Who should take a Pilates Teacher Training? Anyone who wants to explore movement and meaning with the goal of change and growth, not to mention making friends and remembering what it is like to play.  We could all use a little of that.

What is the best Pilates Instructor Training?

Pilates Instructor TrainingI am so often asked, “Why Polestar Pilates?”  What is so good about this training?  Now it’s funny you would think that I get tired of this question.  That maybe I feel challenged by this question. Well, that’s not exactly true.  I absolutely love this question, “Why Polestar Pilates?”  I love the dialog, the opportunity to talk about why, I love teaching the Polestar Pilates Curriculum.

Reason #1 There is no dogma?

A definition of dogma as I found on the Internet, “a principle or set of principles laid down by an authority as incontrovertibly true.”  Now the Polestar Pilates Comprehensive series certainly has a set of principles, but we are constantly questioning what we know to be true! Nothing absolutely nothing is set in stone.  As a Pilates Instructor I used to say things years ago that have been proven ineffective or inaccurate.  I am the first to admit it, and I am happy to sit down with and explain the evolution of my thinking.

Here’s a for instance…I haven’t asked anyone to rollout their ITBands in about 10 years.  It doesn’t work and once I figured that out through evidence and research, I stopped asking people to do it!  In Polestar Pilates there is no dogma…Nothing is set in stone, we are always questioning and improving the work that we do! If you want a Pilates Instructor Training that is on the cutting edge you should trust Polestar Pilates.

Reason #2 Creativity

We just started a cohort of Polestar Pilates Comprehensive Students at The Pilates Studio in Hadley.  At the end of the weekend we split the group into three groups and each of us worked on a case study or program design together.  At the end of a half an hour, we compared the three program designs, and I got on my soap box…I was even standing on a long box…What I love about program design in Polestar Pilates is our ability to create different programs based on our own backgrounds.  We get to use our own creativity within the program to help people!  This Pilates Instructor Training doesn’t mandate what exercise begins your program. What’s better than that?

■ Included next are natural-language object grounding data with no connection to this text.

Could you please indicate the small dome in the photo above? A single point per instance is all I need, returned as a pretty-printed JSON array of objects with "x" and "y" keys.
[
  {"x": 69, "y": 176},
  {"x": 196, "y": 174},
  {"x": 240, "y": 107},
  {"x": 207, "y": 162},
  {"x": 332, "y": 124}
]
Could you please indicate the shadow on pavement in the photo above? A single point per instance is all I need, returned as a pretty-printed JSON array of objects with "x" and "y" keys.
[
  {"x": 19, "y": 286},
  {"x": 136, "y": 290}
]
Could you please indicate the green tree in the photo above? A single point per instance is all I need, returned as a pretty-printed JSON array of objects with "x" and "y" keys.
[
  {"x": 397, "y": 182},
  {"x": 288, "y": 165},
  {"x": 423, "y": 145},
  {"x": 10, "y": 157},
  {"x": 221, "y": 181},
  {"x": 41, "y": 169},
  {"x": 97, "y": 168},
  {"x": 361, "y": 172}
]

Reason #3 Growth and change

I have led people through this curriculum enough times to realize how amazing the changes in people’s bodies are.  The small victories of finding true hip extension or spine articulation are celebrated. What could be more exciting? The camaraderie within the cohort, and the friendships that are made along with the community that is created make for an environment of play where learning is easy.  This Pilates Instructor Training adds lifelong friendships and community to the world!

When people ask me, “Why Polestar?”  I simply smile because it is the easiest question in the world!